Good in small doses: The book that may make you want to take LSD

Calmer. Happier. Way more productive.

That may sound like the first line of a Radiohead song. In fact, it’s how author Ayelet Waldman felt after trying a tiny dose of LSD every third day for a month.

Waldman’s curious experiment is the subject of A Really Good Day: How Microdosing Made a Mega Difference in My Mood, My Marriage and My Life, a highly readable nonfiction diary released this month by Knopf.

The book makes a compelling case for why acid should be decriminalized like marijuana in several states. Both drugs have medical benefits, and neither have ever been shown to kill a human being at any dose. (Those stories from the 1970s about acid droppers jumping out of windows because they thought they could fly? An urban legend largely spread by one TV presenter.)

More importantly for the reader, this advocacy comes in the context of a funny and relatable real-life soap opera. Waldman is not shy in discussing her personal life. We get the good, the bad and the ugly in her relationship with her four kids and spouse, the Pulitzer Prize-winning novelist behind The Amazing Adventures of Kavalier and Clay, Michael Chabon.

Waldman and Chabon fret about their kids, go through heartbreakingly passive-aggressive sessions of couples therapy, and have knock-down, drag-out fights about emptying the dishwasher, the placement of a sofa and the amount of defunct audio equipment in the shed.

Celebrity authors: they’re just like us!

Seriously, though, if you’ve ever struggled with depression, insomnia, low self-esteem, the legacy of emotionally distant parents, or any kind of persistent bodily pain (in her case, a frozen shoulder), you will identify with Waldman’s inner thought process, and be amused by her dark sense of humor about the whole thing. The writing is clear, and it sparkles.

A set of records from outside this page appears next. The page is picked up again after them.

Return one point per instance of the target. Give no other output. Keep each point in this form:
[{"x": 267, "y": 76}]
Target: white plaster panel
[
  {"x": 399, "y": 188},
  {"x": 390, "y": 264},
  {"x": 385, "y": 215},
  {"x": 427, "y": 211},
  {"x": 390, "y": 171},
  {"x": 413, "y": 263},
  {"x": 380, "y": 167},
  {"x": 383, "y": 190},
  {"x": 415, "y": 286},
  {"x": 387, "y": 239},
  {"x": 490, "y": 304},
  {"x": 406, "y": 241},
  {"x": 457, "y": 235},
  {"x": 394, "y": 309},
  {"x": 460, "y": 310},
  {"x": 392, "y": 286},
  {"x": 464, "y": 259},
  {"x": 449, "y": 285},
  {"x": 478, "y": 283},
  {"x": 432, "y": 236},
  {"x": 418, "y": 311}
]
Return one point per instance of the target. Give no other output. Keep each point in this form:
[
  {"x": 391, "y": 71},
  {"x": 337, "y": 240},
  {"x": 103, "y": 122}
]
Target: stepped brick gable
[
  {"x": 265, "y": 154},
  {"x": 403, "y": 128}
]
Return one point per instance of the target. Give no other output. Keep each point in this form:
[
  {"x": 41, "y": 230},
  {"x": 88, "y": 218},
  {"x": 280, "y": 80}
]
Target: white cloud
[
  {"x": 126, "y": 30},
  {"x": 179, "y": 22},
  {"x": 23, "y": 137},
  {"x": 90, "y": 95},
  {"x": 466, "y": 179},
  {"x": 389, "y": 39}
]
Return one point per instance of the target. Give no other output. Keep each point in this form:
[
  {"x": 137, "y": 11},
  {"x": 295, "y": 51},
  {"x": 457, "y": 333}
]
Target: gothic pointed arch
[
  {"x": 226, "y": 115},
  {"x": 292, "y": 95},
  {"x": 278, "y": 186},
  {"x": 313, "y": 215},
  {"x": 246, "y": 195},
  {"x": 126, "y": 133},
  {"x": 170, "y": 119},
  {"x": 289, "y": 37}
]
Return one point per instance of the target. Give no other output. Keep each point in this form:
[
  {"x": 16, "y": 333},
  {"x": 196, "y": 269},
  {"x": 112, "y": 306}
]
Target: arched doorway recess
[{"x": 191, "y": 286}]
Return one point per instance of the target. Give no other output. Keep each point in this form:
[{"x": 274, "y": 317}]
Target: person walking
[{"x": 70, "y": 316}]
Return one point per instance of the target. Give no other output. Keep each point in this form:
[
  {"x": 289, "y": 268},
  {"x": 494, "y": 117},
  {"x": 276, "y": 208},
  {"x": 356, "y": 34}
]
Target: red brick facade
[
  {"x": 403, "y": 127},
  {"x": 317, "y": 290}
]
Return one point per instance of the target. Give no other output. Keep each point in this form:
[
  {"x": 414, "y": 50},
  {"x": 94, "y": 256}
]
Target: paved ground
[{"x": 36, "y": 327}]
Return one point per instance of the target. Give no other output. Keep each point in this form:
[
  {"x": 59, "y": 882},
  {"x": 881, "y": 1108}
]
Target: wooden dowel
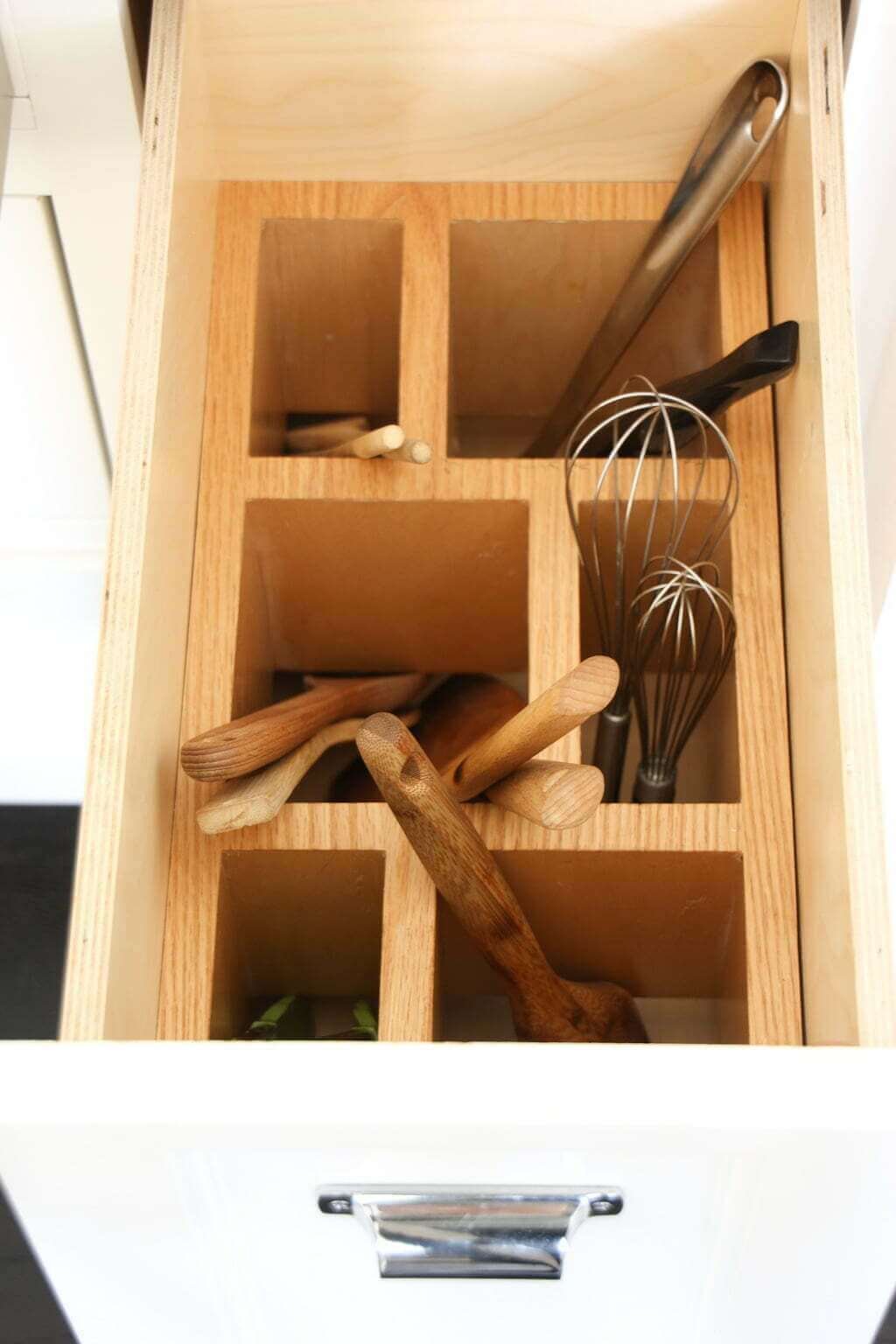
[
  {"x": 544, "y": 1005},
  {"x": 311, "y": 438},
  {"x": 564, "y": 706},
  {"x": 381, "y": 443},
  {"x": 258, "y": 797},
  {"x": 413, "y": 451}
]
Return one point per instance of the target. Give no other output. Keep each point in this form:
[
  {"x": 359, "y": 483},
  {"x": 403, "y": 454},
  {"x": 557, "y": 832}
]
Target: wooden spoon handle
[
  {"x": 258, "y": 797},
  {"x": 379, "y": 443},
  {"x": 564, "y": 706},
  {"x": 251, "y": 742},
  {"x": 456, "y": 858},
  {"x": 554, "y": 794}
]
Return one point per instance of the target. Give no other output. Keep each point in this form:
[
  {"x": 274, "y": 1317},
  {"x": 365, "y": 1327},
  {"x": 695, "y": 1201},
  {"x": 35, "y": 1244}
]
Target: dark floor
[{"x": 37, "y": 851}]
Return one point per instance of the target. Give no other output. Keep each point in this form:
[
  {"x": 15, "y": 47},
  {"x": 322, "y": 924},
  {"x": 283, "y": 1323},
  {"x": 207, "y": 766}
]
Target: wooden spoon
[
  {"x": 544, "y": 1005},
  {"x": 253, "y": 741}
]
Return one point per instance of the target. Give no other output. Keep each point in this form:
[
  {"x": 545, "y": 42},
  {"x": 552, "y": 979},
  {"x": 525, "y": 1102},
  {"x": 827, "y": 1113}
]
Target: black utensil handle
[
  {"x": 610, "y": 750},
  {"x": 760, "y": 361},
  {"x": 650, "y": 789}
]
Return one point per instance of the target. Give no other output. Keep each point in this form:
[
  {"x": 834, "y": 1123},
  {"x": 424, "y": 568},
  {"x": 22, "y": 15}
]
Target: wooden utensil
[
  {"x": 248, "y": 744},
  {"x": 544, "y": 1005},
  {"x": 564, "y": 706},
  {"x": 258, "y": 797},
  {"x": 379, "y": 443},
  {"x": 552, "y": 794}
]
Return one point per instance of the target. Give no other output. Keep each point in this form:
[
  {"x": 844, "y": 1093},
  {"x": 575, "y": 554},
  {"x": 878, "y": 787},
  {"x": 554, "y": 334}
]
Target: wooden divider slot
[{"x": 668, "y": 927}]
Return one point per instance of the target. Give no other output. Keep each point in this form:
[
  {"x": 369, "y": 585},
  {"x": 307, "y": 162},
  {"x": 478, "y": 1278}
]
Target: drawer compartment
[{"x": 298, "y": 281}]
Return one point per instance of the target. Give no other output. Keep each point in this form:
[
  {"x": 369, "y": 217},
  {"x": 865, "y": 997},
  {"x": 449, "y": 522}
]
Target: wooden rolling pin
[
  {"x": 248, "y": 744},
  {"x": 456, "y": 715},
  {"x": 544, "y": 1005},
  {"x": 309, "y": 438},
  {"x": 564, "y": 706},
  {"x": 258, "y": 797},
  {"x": 464, "y": 711}
]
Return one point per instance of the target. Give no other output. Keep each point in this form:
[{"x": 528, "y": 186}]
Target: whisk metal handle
[
  {"x": 722, "y": 162},
  {"x": 610, "y": 749},
  {"x": 652, "y": 787}
]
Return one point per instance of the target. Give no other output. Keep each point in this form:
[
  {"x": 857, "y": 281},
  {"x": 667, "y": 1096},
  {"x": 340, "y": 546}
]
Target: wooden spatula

As the diary opens, she’s desperate. Bipolar disorder and perimenopause have done a number on her brain, and no drug in the alphabet soup provided by Big Pharma is helping. Not even meditation or years of therapy can shift her moods.

Waldman is cranky, miserable, tormented and tormenting her family in return, and can only write in occasional manic bursts.

“Do you think you might need an SSRI today?” Chabon asks in the most neutral tone he can manage. “I did my part by neither defenestrating nor decapitating him,” Waldman writes.

What a long, strange micro-trip

Then she stumbles on the work of James Fadiman, a psychologist who for years has been crowdsourcing a self-reported study of LSD microdosing. (Because the government has kept acid on Schedule A, no regular scientific study is likely any time soon.)

An anonymous elderly academic calling himself “Lewis Carrol” leaves a blue vial of liquid LSD in her mailbox

His recommended protocol: take ten micrograms, wait two days, take ten more micrograms, repeat. Observe your responses and keep a daily record. (Ten micrograms is about 1/10th what you’d need to even start to feel like you’re tripping.)

Waldman, a straitlaced former attorney, has never taken the stuff before. She is wary, anxious, and very bad at soliciting drugs. But she also lives in Berkeley, so it doesn’t take too many calls before an anonymous elderly academic calling himself “Lewis Carrol” leaves a blue vial of liquid LSD in her mailbox.

She employs a testing kit on it before using, naturally.

In her diary, she tracks her physical sensations, her mood, her sleep levels, the amount of conflict she creates. On her microdose days, she observes herself being a little more chatty and “up” than normal, but few other discernible differences.

It’s the “transition day” — the day after the microdose — when Waldman generally finds the most benefits. Suddenly she’s writing like a demon, and good stuff too. She’s filled with a sense of peace and love and discipline. The pain in her shoulder largely vanishes. Sleeps comes easier.